Measuring transcription at a single gene copy reveals hidden drivers of bacterial individuality

Single-cell measurements of mRNA copy numbers inform our understanding of stochastic gene expression1–3, but these measurements coarse-grain over the individual copies of the gene, where transcription and its regulation take place stochastically4,5. Here, we combine single-molecule quantification of mRNA and gene loci to measure the transcriptional activity of an endogenous gene in individual Escherichia coli bacteria. When interpreted using a theoretical model for mRNA dynamics, the single-cell data allow us to obtain the probabilistic rates of promoter switching, transcription initiation and elongation, mRNA release and degradation. Unexpectedly, we find that gene activity can be strongly coupled to the transcriptional state of another copy of the same gene present in the cell, and to the event of gene replication during the bacterial cell cycle.

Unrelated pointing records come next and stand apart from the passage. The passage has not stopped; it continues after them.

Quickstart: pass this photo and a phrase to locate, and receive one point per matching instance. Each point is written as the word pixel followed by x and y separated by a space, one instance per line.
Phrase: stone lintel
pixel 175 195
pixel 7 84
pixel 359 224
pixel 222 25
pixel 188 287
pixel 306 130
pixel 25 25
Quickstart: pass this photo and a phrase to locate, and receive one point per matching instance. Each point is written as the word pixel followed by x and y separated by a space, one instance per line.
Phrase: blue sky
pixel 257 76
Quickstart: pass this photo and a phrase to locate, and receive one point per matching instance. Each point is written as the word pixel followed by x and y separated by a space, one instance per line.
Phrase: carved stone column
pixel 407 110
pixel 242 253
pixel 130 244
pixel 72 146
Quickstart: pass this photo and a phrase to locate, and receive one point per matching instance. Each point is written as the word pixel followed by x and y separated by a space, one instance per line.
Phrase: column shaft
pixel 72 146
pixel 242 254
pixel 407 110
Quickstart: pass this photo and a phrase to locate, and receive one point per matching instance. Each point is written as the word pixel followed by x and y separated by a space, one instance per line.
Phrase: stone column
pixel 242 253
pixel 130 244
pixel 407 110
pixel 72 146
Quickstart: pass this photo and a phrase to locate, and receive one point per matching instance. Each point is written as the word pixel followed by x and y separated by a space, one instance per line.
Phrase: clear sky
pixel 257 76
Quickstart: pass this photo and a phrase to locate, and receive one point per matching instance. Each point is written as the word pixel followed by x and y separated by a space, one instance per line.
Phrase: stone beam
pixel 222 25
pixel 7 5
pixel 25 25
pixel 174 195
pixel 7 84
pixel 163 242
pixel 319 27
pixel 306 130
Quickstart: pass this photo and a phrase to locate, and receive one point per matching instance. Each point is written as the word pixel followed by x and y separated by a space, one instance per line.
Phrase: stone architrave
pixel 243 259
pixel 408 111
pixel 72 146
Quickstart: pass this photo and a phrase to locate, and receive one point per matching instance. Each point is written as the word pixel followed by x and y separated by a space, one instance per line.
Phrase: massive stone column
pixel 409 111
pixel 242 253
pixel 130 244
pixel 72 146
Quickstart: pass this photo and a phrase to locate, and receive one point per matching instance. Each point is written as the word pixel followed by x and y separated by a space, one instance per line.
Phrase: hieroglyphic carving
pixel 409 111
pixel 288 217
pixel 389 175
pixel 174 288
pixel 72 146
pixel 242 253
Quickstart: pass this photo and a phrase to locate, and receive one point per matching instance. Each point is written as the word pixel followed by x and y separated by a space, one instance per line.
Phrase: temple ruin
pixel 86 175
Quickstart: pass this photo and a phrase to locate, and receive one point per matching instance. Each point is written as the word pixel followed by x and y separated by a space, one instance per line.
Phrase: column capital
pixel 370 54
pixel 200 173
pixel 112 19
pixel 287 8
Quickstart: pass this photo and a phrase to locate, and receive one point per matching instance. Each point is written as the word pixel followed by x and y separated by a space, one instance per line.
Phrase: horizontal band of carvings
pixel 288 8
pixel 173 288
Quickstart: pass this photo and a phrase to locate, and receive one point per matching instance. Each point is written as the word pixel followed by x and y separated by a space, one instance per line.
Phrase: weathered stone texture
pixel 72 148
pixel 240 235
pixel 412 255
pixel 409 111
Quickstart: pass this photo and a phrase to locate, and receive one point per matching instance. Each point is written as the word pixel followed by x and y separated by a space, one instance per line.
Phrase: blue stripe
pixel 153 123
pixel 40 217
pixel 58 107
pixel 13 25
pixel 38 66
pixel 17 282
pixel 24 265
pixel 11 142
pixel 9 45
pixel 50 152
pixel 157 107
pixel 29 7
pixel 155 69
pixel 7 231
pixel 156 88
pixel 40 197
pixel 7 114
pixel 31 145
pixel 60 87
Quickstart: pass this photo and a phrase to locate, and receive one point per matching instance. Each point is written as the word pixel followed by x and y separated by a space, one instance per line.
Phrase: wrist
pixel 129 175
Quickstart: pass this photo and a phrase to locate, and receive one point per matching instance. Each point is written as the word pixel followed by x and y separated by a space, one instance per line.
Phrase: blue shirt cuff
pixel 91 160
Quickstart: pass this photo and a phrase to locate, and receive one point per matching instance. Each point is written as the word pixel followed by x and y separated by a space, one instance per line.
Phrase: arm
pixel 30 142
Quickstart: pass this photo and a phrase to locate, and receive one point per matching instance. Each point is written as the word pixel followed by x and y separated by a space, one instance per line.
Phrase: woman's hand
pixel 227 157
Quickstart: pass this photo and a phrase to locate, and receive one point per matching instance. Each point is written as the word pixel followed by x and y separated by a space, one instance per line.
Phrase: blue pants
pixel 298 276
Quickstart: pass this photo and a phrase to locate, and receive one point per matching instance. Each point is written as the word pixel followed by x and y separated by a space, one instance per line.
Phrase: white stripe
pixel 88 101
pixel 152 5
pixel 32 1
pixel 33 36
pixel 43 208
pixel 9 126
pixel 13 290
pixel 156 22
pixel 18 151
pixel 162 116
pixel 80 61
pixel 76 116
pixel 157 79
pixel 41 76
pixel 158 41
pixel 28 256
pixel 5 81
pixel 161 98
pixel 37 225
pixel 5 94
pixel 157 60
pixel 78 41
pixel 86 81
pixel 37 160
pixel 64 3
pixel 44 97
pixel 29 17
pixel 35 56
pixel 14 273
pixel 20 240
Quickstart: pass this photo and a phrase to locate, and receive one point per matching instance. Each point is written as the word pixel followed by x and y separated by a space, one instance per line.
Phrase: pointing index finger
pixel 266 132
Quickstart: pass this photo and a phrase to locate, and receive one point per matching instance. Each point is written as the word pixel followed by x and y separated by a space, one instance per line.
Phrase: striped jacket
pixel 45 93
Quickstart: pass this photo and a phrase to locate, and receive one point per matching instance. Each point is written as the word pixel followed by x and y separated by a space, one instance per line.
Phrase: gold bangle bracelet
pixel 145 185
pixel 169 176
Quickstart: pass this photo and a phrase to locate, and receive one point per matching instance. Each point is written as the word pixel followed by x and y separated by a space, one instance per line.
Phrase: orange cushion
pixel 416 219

These gene-copy and cell-cycle correlations demonstrate the limits of mapping whole-cell mRNA numbers to the underlying stochastic gene activity and highlight the contribution of previously hidden variables to the observed population heterogeneity. The combination of single-molecule quantification of mRNA and gene loci in single Escherichia coli cells with mathematical models of mRNA dynamics reveals additional factors governing transcription, including contributions from the transcriptional state of another copy of the same gene present in the cell and from gene-replication events.